I then gathered the girls from the backseat, reiterating that everything was okay and walked to the police station. I believe my comment walking in was something to the effect of "I'm Lindsey Seitz, is there something I need to know about my family? I can't find them." They are gone. I was ushered back to a private room where I was told by two police officers that there was a medical emergency involving my son, and they needed to get me to the hospital asap. I just wanted to know if he was alive or not. They could not relay anything more. I remember walking into the lobby to tell the girls that Ben was just sick and everything would be okay, but I had to go be with him (I want to be with him! Hold him!) and that a friend would come get them. They seemed fine, so I left with the police officers.
In the police car, I remember they handed me a throw up bag. I wasn't going to throw up. I was speeding through Fairfield County trying to rationalize what had happened. Maybe Kyle picked Ben up and had a wreck on the way home. They are okay, I'm sure. But, the ball had already begun to drop...I knew I had lost someone I cared deeply about. I was just putting it off. That is what the brain does. When we arrived in the hospital parking lot, I only saw police cars and police officers. As they walked me into the waiting room, people stared. As I walked down the hallway, I weighed the options If he was left in the car all day, he either passed away or is very sick from hyperthermia and will probably never be the same Ben again. Walking down that hallway, all I could think was I just want him alive, no matter his state. I simply want to hold him again. But, then a man greeted us (I am still not sure who he was), but his eyes were red from crying. I knew. Definitively. Ben is dead. And, they walked me through the hallway where the living lay into a room where I knew This is where they tell people.
And they did. Tell me. What I already knew. The ball dropped and my life shattered.
So, who am I today? How did I become "me"? At 6:11 pm on July 7, 2014, when I took the picture above, Ben had already passed away in the backseat of our car, my husband had screamed in the daycare parking lot and hit another car rushing him to the hospital, he had collapsed in the hospital waiting room...and our journey had started but without my knowledge or consent.
I will never be the same. Call it trauma. Or grief. Or any word you want. But, it was the 30 minutes that changed my life. It taught me what it is like to give yourself to another person and lose them. To truly love and live...and lose.

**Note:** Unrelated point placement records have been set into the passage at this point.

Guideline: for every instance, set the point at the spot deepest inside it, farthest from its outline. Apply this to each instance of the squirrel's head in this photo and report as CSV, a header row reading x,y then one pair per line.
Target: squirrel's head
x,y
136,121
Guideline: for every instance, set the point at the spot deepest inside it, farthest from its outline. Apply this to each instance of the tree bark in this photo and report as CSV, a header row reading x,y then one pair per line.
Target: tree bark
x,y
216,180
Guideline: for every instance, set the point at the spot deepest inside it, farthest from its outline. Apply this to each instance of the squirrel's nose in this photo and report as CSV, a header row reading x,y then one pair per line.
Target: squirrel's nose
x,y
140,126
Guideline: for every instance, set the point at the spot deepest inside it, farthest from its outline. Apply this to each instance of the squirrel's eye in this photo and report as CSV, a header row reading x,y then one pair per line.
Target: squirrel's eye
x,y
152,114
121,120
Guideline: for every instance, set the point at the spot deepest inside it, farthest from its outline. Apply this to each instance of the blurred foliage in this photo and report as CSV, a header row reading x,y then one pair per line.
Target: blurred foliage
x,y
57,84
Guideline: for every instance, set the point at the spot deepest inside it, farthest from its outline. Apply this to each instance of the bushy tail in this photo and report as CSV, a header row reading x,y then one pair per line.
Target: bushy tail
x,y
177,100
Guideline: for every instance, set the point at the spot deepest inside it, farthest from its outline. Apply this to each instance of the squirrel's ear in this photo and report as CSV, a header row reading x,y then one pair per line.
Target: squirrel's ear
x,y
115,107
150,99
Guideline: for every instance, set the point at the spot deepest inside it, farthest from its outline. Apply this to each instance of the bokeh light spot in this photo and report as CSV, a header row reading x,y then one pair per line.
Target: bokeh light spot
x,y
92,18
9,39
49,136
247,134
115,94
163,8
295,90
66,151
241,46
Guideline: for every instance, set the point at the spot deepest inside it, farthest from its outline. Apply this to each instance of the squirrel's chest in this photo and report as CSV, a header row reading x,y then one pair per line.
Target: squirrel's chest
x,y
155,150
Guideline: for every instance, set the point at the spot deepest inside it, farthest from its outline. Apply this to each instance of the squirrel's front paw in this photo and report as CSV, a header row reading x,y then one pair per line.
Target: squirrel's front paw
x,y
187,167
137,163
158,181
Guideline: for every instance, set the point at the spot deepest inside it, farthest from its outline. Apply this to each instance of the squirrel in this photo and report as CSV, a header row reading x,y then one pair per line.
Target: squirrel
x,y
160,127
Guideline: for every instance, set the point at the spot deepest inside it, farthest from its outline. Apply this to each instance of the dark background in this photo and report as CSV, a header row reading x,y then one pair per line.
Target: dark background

One of my best friends in CT told me last year she never shared our story with her other friends. It is like I am taking something from you. He is yours. It is your story. I can't share it with others, she said. She is right. I am damaged at this point. We don't have pictures of Ben up in our house yet. Father's Day was the first day I saved a picture of him as the background on my phone. I rarely share our story with new friends and never share pictures or videos of him. He is that core to me. It is too much a part of me to share, no matter how much I want to open up. Pictures, this story...it is exquisite, painful, beautiful, pure love. And, this is why I am changed and can't go back.
Over the next few days leading up to July 7th, I will relive that day over and over. But, the only phrase that runs continuously though my mind is I love and miss you Ben! and I am so very sorry.